We started by returning to interview farmers from whom early collections of seed had been made by NS/S staff. From August 1997 to 1999, trips were made to interview Navajo, Mt. Pima, Tarahumara and Tohono O’odham farmers and elders. We asked each farmer what types of crops they grew, how each was grown, how they located their fields and knew when to plant, how they chose which seeds to save for planting and how they were stored from year to year, and how each crop was used, including cooking techniques and recipes.

As originally intended, the CMB would have been primarily an in-house resource, accessed via our computers. But information gleaned from conversations before, during and after the interview process suggested an alternative application: the information we were gathering was of most importance to the communities with whom we were talking! That is, it was more critical that Native American farmers and youths learn about their own agricultural traditions than it was that NS/S document them. Thus was born the idea of refocusing the goals of the CMB project in such a way as to ensure that the information we were collecting would go back to the communities that would benefit most from that same information.

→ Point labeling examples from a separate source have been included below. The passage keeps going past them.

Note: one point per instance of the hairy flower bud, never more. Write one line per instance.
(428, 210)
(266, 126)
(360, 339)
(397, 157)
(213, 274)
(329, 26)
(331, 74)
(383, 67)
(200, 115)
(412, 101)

Agricultural Traditions of the Diné CD-ROM
As a model, we designed a computer program on Navajo agriculture that would be used exclusively in schools on the reservation to introduce students to the rich heritage associated with Navajo agricultural traditions. The CD would integrate artwork by young Diné artists, audio recordings with Navajo elders, graphics, images, interviews and bilingual text to demonstrate what crops have been traditionally utilized by the Navajo and how they were planted, harvested, and cooked.

In 2003, the Agricultural Traditions of the Diné CD-ROM was completed. The CD was presented at the 15th Annual Navajo Studies Conference held in October, 2003 at Fort Lewis College in Durango, Colorado. An ideal venue for sharing the CMB project and making it available to educators, the conference promotes studies of Navajo language, culture, history and all aspects of Navajo life, fosters involvement of youth and elders in Navajo studies, encourages collaborative research among and between Navajo and non-Navajo, and encourages the preservation and perpetuation of information about Navajo life.

Copies of the CD-ROM are available at no charge only to schools and libraries serving Navajo youth. For more information or to obtain a copy of the CD, contact us at 520-881-4804 or conservationatnativeseeds [dot] org.

Future Applications
Though it made sense to focus initial efforts on ensuring critical information regarding care and use of traditional crop resources was in the hands of those to whom it matters on an every day basis, it remains important to NS/S’s stewardship capabilities to incorporate relevant cultural information into our own database and management strategies. Thus, we come full circle. The next steps in our CMB project are those originally envisioned – developing database capabilities for the photographs, audio recordings, cultural information, recipes, songs, etc. that are associated with specific crops in the NS/S collection. Through no effort of NS/S’s, many projects to record traditional knowledge and cultural information important to the long-term survival of language, cuisine, agriculture, songs and traditions have been initiated and/or completed since we began in earnest with the CMB. We applaud those efforts and encourage additional ones.